The urgency of speech

How to rethink care in this phase of entry into psychosis ? Both works have the merit of tackling this question head on. For Assoun, we must re-consider the various “ manic states » (drug addiction and bulimia for example) based on the metapsychological revision described in relation to the Horse factor. For Trichet, we must not be satisfied with emergency medication, but it is necessary to welcome an emergency of speech by backing off or moderating early medical interventionism and by being attentive to the subject’s story.

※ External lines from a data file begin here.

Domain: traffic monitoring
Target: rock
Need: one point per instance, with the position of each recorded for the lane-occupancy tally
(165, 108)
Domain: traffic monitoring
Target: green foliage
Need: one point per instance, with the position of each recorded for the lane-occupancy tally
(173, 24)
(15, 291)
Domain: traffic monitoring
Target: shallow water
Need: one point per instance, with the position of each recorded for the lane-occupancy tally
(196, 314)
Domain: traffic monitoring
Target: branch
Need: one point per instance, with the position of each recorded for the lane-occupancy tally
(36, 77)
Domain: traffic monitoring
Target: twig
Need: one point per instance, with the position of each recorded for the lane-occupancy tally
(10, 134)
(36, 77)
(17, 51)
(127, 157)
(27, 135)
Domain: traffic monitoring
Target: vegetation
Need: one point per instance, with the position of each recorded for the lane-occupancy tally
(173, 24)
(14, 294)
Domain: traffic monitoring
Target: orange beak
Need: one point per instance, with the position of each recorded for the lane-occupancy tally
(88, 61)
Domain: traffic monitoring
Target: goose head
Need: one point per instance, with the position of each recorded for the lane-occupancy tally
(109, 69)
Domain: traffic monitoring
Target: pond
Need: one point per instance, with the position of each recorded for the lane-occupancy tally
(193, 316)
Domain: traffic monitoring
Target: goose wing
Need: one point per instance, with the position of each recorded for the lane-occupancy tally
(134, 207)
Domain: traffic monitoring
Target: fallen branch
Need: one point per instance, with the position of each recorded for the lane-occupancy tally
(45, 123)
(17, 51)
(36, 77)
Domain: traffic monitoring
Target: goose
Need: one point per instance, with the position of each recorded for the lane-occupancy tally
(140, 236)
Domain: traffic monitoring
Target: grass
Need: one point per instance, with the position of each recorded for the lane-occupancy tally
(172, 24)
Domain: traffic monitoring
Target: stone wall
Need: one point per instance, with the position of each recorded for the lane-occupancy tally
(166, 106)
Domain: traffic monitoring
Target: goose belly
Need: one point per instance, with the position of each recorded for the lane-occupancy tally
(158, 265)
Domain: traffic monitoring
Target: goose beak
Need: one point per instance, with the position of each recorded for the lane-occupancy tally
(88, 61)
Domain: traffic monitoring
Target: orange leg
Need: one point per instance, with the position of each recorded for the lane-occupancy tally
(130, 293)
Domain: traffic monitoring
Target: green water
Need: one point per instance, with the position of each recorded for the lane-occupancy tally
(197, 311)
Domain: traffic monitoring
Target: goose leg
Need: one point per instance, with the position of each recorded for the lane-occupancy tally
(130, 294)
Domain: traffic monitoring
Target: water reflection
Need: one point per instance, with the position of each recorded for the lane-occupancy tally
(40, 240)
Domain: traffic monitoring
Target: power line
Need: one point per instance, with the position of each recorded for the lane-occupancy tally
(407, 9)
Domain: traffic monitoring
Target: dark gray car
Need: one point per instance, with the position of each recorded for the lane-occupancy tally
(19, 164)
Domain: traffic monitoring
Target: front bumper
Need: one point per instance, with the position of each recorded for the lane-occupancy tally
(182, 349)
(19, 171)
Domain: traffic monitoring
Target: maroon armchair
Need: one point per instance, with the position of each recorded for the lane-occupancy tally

The medication should not be an end, but a means to avoid acting out and to reduce the subject’s anxiety so that he can regain the ability to talk about his initial perplexity.

This “ subjective urgency » allowing us to evoke the triggering conditions specific to each subject and relying on its self-therapeutic construction is both revolutionary – it must overcome the mistrust relating to the analysis of psychotics – and anchored in the heritage of minimally interventionist expectant medicine from the beginnings of XIXe century as well as the first alienism, the one who at the same time wanted to become the secretary of madmen. Faced with the subject entering psychosis, Assoun and Trichet finally suggest taking what the subject says literally to capture the dramatic moment from which nothing is the same as before.